Ratley suffered irreversible brain damage, but survived because a teacher tackled Treacy to the ground and because doctors at Broward Health Medical Center put Ratley into a medically induced coma to treat her.

Earlier Monday, Manson, now 16, pleaded no contest to a felony charge of aggravated battery. Originally charged as a juvenile principal to first-degree attempted murder, Manson will not face any jail time. She will have to perform 250 hours of community service and will serve an undetermined period of probation.

The plea was part of a deal with prosecutors, who felt Manson needed to be held accountable for her role in the attack but likely did not intend to see serious harm come to Ratley, who at the time was one of her closest friends.

Defense lawyer Russell Williams called two psychologists to testify about Treacy’s need for intensive, specialized treatment that won’t be available to him in prison.

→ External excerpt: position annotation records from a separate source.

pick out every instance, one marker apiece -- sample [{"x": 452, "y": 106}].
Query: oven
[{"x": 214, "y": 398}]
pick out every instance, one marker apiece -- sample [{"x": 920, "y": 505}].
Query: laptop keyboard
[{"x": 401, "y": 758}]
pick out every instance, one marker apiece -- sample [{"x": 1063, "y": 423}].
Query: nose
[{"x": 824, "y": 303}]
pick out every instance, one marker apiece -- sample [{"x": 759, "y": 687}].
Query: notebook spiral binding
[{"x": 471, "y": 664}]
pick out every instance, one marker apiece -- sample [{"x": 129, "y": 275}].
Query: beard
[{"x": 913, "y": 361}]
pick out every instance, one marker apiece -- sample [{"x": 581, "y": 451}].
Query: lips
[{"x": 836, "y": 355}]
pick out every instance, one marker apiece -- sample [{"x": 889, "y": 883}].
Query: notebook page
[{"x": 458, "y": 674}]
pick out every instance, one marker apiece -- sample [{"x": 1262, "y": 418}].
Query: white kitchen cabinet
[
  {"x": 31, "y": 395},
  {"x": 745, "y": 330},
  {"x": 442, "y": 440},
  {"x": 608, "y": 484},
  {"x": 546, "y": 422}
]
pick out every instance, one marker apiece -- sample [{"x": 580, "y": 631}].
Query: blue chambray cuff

A friend of Treacy’s family, Sandy Banker Manon, read a letter from Treacy’s mother again apologizing for the incident and asking for mercy.

“You may have already made up your mind, judge, but I want everybody to know that Wayne is not a violent child,” Manon said, not reading from the letter.

Haimes told Treacy he will still be a relatively young man when he’s released, assuming good behavior in prison and credit for the 21/2 years he’s already spent in custody. Treacy had already done the math.

“32,” he said, calculating the youngest age he’ll be eligible for release.